UPS’ strategy reveals a very high level of operational dependency on data analytics and AI compared with many organizations. At the heart of this is a strategic collaboration with a major cloud provider; in this case, Google Cloud. This is another important aspect of operationalizing AI. As more companies like UPS embed AI into operational processes, we’re starting to see them choose a strategic supplier for cloud and AI solutions to help them achieve their business and innovation goals and above all, help them collaboratively to build and apply AI in their operations. This was a topic I covered in Choosing a Cloud for Business Innovation and Change.

Three Tips to Start the Journey to Operationalizing AI

I believe AES, ANZ and UPS are great deployments because they highlight three important considerations for customers that have yet to shift beyond narrow projects or take AI from the lab into operational processes.

  1. Continuous measurement. Focussing on the right business and operational metrics will dictate whether projects succeed or fail. Embedding these indicators into projects allows you to continually measure and optimize success in an ongoing, iterative cycle of improvement. Ensure defined goals and purpose, and that you collect the right metrics to support these aims. This will help you influence each phase of your journey as you expand AI in your operations.
  2. Embed governance into your AI processes early. CCS Insight predicts that governance will become the biggest requirement for AI in 2020, based on the growing need in enterprises for support in the ethical design of applications, the management of data bias and drift, tools to enhance the interpretability of models and help in deploying secure and compliant algorithms. Look to embed governance processes from the beginning when designing AI projects underpinned by a solid foundation of data governance. Remember, performance and trust in AI will depend on the quality of the data practices that you feed into it.
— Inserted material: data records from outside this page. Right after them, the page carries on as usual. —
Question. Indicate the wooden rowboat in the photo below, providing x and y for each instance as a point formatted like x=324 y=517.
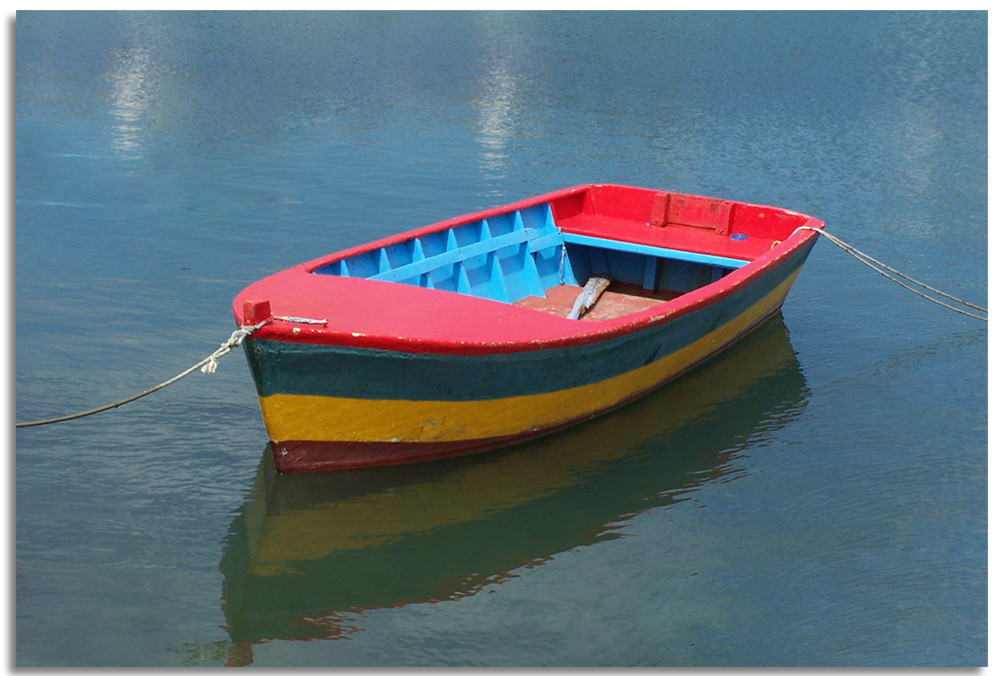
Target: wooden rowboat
x=455 y=337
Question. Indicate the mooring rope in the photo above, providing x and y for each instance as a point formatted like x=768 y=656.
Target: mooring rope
x=207 y=366
x=209 y=363
x=888 y=272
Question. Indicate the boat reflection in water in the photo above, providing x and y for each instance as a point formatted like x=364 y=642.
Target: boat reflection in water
x=308 y=553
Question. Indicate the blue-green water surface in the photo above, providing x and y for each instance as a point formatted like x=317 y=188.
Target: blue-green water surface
x=815 y=496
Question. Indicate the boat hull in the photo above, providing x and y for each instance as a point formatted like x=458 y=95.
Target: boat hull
x=334 y=407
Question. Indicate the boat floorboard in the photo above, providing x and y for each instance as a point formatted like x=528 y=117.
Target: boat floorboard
x=617 y=301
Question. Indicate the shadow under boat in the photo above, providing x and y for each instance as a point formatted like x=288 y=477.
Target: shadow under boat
x=307 y=553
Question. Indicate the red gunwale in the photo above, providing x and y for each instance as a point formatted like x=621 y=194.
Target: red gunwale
x=421 y=320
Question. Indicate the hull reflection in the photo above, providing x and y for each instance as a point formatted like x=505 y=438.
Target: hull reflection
x=308 y=553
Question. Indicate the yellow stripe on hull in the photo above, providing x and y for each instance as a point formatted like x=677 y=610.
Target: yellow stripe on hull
x=289 y=417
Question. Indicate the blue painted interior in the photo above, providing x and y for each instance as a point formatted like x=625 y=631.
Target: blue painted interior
x=522 y=253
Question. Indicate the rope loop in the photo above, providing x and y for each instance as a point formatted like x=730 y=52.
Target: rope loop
x=889 y=272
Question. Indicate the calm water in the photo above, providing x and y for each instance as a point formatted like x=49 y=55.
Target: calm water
x=815 y=496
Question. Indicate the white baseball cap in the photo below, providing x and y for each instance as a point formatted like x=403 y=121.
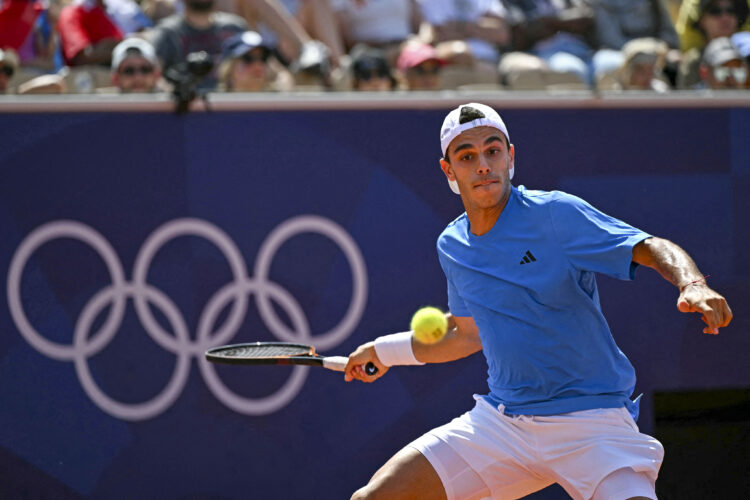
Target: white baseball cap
x=465 y=117
x=133 y=47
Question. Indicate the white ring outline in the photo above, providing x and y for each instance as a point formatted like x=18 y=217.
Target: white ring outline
x=180 y=343
x=37 y=238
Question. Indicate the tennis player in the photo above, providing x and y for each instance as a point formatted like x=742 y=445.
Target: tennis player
x=520 y=267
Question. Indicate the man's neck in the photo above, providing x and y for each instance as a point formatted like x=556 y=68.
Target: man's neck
x=482 y=220
x=199 y=20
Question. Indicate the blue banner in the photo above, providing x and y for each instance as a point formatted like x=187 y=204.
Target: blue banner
x=131 y=242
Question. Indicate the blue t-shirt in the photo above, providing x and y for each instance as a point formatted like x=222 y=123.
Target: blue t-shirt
x=529 y=284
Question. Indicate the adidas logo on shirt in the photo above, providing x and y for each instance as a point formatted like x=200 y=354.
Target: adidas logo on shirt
x=528 y=258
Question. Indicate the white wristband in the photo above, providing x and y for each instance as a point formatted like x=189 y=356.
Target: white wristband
x=395 y=349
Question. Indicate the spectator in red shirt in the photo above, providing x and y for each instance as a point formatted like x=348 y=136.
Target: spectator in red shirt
x=87 y=34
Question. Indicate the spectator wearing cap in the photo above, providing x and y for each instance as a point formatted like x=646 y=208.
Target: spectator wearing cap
x=617 y=22
x=385 y=24
x=370 y=70
x=723 y=67
x=420 y=65
x=87 y=33
x=248 y=65
x=700 y=21
x=135 y=67
x=709 y=20
x=643 y=64
x=480 y=25
x=741 y=40
x=8 y=67
x=198 y=29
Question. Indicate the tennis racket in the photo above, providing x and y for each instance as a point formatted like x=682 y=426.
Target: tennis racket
x=278 y=353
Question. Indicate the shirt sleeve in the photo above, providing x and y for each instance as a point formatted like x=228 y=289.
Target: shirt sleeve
x=456 y=304
x=592 y=240
x=73 y=35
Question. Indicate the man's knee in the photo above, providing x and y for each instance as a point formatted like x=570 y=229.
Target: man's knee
x=366 y=493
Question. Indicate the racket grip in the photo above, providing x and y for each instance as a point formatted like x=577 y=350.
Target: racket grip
x=338 y=363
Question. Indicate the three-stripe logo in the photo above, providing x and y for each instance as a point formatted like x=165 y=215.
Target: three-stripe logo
x=528 y=258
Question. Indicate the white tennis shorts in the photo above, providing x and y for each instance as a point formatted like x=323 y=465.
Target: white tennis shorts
x=592 y=454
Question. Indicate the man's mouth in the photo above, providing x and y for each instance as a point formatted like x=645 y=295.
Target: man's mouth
x=486 y=182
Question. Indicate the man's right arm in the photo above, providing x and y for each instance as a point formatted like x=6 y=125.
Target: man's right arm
x=461 y=340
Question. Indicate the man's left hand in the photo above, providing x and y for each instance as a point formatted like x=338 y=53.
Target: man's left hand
x=700 y=298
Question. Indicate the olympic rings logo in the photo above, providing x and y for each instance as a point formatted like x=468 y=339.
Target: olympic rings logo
x=87 y=344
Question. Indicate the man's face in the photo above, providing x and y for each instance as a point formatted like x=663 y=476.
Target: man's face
x=6 y=73
x=249 y=71
x=480 y=163
x=136 y=74
x=641 y=75
x=719 y=20
x=730 y=75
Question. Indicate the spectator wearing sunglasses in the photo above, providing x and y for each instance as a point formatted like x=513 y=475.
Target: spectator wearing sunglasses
x=135 y=67
x=700 y=22
x=248 y=65
x=8 y=67
x=87 y=33
x=696 y=31
x=723 y=67
x=420 y=66
x=370 y=70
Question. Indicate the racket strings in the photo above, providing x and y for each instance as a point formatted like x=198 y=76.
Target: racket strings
x=264 y=351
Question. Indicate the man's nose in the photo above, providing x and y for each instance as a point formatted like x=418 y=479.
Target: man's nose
x=483 y=167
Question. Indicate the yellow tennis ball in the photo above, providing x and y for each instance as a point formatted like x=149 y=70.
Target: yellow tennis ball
x=429 y=325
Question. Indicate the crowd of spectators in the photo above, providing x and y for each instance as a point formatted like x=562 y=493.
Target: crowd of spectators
x=98 y=46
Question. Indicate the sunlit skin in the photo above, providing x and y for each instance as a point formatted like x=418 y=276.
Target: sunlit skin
x=480 y=163
x=641 y=75
x=374 y=84
x=250 y=76
x=724 y=24
x=730 y=82
x=138 y=82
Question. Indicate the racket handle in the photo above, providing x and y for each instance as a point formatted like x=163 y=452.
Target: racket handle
x=338 y=363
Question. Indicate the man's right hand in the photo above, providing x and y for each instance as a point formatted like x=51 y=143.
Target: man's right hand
x=358 y=359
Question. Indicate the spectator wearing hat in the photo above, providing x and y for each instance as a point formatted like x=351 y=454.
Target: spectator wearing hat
x=617 y=22
x=699 y=22
x=643 y=63
x=370 y=70
x=420 y=65
x=8 y=67
x=385 y=24
x=550 y=36
x=248 y=65
x=87 y=33
x=723 y=67
x=135 y=67
x=470 y=33
x=198 y=29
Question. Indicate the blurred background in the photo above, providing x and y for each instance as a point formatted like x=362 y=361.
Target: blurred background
x=204 y=173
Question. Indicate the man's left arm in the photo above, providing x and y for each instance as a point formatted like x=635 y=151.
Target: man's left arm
x=676 y=266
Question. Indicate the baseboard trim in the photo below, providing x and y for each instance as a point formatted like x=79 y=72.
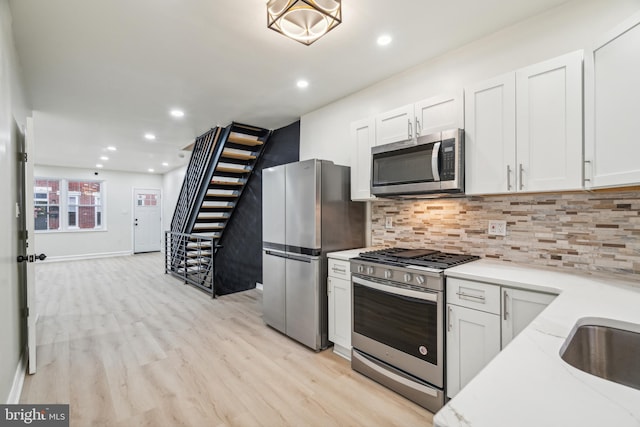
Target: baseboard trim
x=18 y=380
x=87 y=256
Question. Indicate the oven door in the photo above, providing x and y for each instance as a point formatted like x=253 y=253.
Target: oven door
x=401 y=327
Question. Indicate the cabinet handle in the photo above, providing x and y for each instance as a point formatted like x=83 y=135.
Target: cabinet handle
x=463 y=295
x=504 y=303
x=520 y=177
x=587 y=162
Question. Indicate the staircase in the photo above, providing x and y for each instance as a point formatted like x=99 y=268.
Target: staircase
x=221 y=165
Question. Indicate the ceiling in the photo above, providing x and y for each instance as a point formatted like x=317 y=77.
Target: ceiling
x=103 y=73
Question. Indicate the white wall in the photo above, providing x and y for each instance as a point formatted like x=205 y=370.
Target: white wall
x=171 y=185
x=324 y=133
x=117 y=239
x=12 y=110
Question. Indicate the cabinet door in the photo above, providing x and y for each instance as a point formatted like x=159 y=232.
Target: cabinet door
x=549 y=125
x=439 y=113
x=339 y=292
x=473 y=339
x=363 y=137
x=395 y=125
x=519 y=308
x=612 y=92
x=490 y=136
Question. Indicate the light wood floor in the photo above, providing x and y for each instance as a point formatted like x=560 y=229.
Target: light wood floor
x=126 y=345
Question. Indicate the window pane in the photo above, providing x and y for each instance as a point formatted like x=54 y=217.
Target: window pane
x=87 y=217
x=46 y=218
x=46 y=210
x=84 y=204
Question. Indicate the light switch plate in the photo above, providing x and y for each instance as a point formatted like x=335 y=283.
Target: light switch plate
x=388 y=222
x=497 y=228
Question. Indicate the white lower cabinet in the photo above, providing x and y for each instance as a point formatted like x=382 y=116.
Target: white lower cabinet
x=519 y=308
x=473 y=330
x=482 y=318
x=473 y=339
x=339 y=298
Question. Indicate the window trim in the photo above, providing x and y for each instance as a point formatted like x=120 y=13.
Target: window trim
x=63 y=206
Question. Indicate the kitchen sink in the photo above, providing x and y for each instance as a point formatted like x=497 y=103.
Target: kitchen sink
x=605 y=348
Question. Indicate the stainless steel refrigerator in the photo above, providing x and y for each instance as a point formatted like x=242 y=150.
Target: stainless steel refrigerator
x=306 y=212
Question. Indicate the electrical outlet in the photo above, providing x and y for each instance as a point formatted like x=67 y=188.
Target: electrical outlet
x=497 y=228
x=388 y=222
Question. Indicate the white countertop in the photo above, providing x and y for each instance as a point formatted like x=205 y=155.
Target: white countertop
x=346 y=255
x=528 y=384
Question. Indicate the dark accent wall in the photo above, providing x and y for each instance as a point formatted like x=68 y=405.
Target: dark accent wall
x=239 y=262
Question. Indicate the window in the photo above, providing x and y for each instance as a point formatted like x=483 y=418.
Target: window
x=81 y=207
x=46 y=204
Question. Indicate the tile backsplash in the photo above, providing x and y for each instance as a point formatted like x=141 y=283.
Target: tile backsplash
x=589 y=231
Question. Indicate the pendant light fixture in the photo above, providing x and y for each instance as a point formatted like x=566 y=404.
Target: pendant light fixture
x=304 y=21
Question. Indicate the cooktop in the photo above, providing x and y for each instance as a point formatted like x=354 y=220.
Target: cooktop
x=420 y=257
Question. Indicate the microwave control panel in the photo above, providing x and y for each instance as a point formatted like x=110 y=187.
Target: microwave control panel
x=448 y=160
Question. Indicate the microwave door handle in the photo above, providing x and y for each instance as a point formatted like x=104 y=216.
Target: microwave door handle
x=435 y=155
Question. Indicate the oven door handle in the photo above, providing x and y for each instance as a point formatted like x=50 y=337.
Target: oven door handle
x=427 y=296
x=395 y=377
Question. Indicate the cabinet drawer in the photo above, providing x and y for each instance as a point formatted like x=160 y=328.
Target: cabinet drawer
x=339 y=268
x=476 y=295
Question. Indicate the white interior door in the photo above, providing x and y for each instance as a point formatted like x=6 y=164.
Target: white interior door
x=146 y=220
x=30 y=276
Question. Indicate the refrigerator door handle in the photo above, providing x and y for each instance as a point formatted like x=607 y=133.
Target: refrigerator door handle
x=299 y=258
x=276 y=253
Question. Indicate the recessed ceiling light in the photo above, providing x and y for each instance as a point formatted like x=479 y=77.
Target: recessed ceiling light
x=384 y=40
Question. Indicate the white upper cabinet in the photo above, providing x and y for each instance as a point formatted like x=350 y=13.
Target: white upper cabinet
x=490 y=135
x=439 y=113
x=430 y=115
x=523 y=130
x=362 y=139
x=549 y=125
x=612 y=100
x=395 y=125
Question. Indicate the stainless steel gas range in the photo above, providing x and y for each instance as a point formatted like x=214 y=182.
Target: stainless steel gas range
x=398 y=320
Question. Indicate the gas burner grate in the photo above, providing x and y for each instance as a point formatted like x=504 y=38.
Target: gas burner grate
x=420 y=257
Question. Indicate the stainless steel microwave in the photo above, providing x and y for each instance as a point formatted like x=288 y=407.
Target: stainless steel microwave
x=429 y=165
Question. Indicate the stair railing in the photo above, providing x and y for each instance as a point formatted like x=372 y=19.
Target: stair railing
x=191 y=258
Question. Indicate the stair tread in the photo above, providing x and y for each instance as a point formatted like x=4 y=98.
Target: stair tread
x=243 y=140
x=230 y=169
x=229 y=183
x=239 y=156
x=222 y=195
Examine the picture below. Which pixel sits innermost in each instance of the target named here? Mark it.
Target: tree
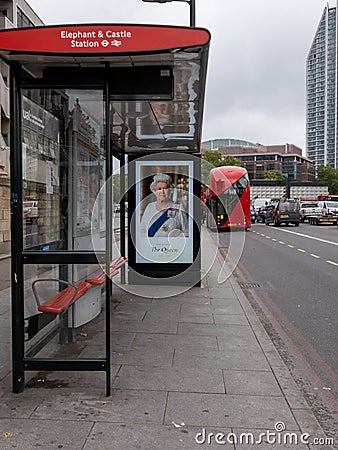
(213, 157)
(328, 176)
(274, 175)
(230, 161)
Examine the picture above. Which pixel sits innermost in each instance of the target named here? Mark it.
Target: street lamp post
(190, 2)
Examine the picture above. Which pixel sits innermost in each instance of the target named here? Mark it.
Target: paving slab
(28, 434)
(243, 359)
(169, 379)
(145, 437)
(217, 410)
(190, 365)
(122, 406)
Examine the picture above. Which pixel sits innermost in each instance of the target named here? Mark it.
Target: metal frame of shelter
(135, 68)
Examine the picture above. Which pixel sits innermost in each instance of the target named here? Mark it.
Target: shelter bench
(61, 301)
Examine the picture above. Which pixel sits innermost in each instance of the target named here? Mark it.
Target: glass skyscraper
(321, 90)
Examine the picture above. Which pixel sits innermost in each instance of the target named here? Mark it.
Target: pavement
(189, 371)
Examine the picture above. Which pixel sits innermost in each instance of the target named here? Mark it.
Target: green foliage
(231, 161)
(327, 176)
(274, 175)
(213, 157)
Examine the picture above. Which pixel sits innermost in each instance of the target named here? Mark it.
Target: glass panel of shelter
(64, 170)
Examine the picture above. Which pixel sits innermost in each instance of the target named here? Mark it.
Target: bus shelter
(81, 95)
Therefore, think of governance not as a process that stifles innovation, but as one that improves the performance, output and above all, trust in the technology and as a fundamental for operationalizing AI in your business.
  3. Choose the right cloud. Whatever stage of the cloud journey your organization is in, selecting the right cloud provider to support your data and AI strategy is vital. Indeed, our latest IT decision-maker survey found that 57% of respondents prefer a single or preferred cloud supplier for their machine learning strategy. Look for a provider that continually invests in a technology stack that takes the risks out of an AI strategy, sparing you the complexity of implementation and letting you focus on how the new tools solve your most important problems. It’s also important to consider a provider that offers support beyond the technology, that can best work collaboratively, share best practices and understand your operational context to best deploy AI responsibly.

Reaching AI’s Potential

AI is now being applied to solve a wide range of important problems, from ambitious goals in fighting climate change, to more specific challenges such as money laundering and improving demand forecasting. But for the technology to reach its full potential, organizations must spend time and effort developing a realistic plan to operationalize the AI solutions they select.

As more businesses define their strategies and structure their AI programmes in the coming 12 months, they should consider some of the lessons learned from companies that are further along their journey, like AES, ANZ, UPS and others. They will help you reap the benefits from operationalized AI in your organization.